Couchbase failed to insert due to kvTimeout

Hello Couchbase Support Team,
We are encountering an issue where insert requests to the cache are failing with a timeout error during high-load situations. The error message is as follows:

"Failed when inserting into cache: InsertRequest, Reason: TIMEOUT {"cancelled":true,"completed":true,"coreId":"0x6dc425ca00000002","idempotent":false,"lastDispatchedTo":"...prod...","reason":"TIMEOUT","requestId":...,"requestType":"InsertRequest","retried":14,"retryReasons":["ENDPOINT_NOT_WRITABLE"],"service":{"bucket":"bucket-disableFlag","collection":"_default","documentId":"1.0.0-disableFlag-id-id",opaque":"0x4e216a0","scope":"_default","type":"kv","vbucket":45},"timeoutMs":2500,"timings":{"encodingMicros":11,"totalMicros":2510048}}"

We have found that increasing the “kvTimeout” setting to 10000 resolves the issue.

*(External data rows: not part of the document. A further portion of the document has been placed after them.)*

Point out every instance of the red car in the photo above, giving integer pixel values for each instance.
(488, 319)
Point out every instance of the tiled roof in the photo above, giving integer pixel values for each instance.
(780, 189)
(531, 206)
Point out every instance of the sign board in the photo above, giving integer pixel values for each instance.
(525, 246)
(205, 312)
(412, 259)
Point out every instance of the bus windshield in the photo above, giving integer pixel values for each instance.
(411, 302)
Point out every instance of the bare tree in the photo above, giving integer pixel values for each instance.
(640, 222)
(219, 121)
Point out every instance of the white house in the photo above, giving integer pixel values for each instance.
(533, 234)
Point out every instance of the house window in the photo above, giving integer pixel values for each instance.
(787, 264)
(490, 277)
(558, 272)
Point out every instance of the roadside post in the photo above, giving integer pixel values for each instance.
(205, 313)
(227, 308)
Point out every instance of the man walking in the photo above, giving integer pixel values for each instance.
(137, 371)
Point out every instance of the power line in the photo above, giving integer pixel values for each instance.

However, we would like to explore alternative solutions that do not require increasing the timeout value.
Could you please advise on any right way or alternative ways to improve the situation?
Additionally, we have a question regarding the “retried”:14 parameters in the error message. Is this parameter configurable and can we reduce the number of retries? Also, are there any negative consequences of having a high number of retries?

Look at earlier messages from the SDK to find out why there were ENPOINT_NOT_WRITEABLE conditions. (com.couchbase.core info or perhaps debug). There may also be some clues in the server logs. The a node may be (temporarily) rejecting connections due to heavy load. Adding more nodes may improve performance. These retries don’t have much of a downside - after a short delay, the client just checks the endpoint and sees that it is (still) not available and then schedules another retry.

As improvements are continually being made to the SDKs, it’s beneficial to use the latest version.

logback.xml

<?xml version="1.0" encoding="UTF-8"?>
<appender name="console" class="ch.qos.logback.core.ConsoleAppender">
    <encoder>
        <pattern>%d %5p %40.40c:%4L - %m%n</pattern>
    </encoder>
</appender>

<root level="warn">
    <appender-ref ref="console"/>
</root>

<logger name="com.couchbase.core" level="info"/>"

This has a couple of main reasons:

  1. The Endpoint (TCP connection, essentially) isn’t connected currently. The SDK logging should show if this is the case.
  2. The network library we use (Netty) is reporting that it is not immediately ready to write to the connection. Since you report it’s happening under high load, this is most likely.

It can be challenging to debug exactly where the bottleneck is. I’d start with checking resource usage on both the cluster and application side, and GC logs on the application side.

You could try adding more KV connections from the SDK to the cluster, using numKvConnections (Client Settings | Couchbase Docs).

What Couchbase server version are you using? 7.0+ will make most efficient use of the connections.

Additionally, we have a question regarding the “retried”:14 parameters in the error message. Is this parameter configurable and can we reduce the number of retries? Also, are there any negative consequences of having a high number of retries?

You could use the FastFailRetryStrategy - but I wouldn’t recommend it. In any distributed system, some degree of retry is a necessity; networks are unreliable, and servers can be transiently overloaded.

The more retries the better the availability for a single request - but the more load added to the system. As with all things in distributed system, it’s a tradeoff. The default BestEffortRetryStrategy uses an exponential backoff that aims for a middle ground.

This topic was automatically closed 90 days after the last reply. New replies are no longer allowed.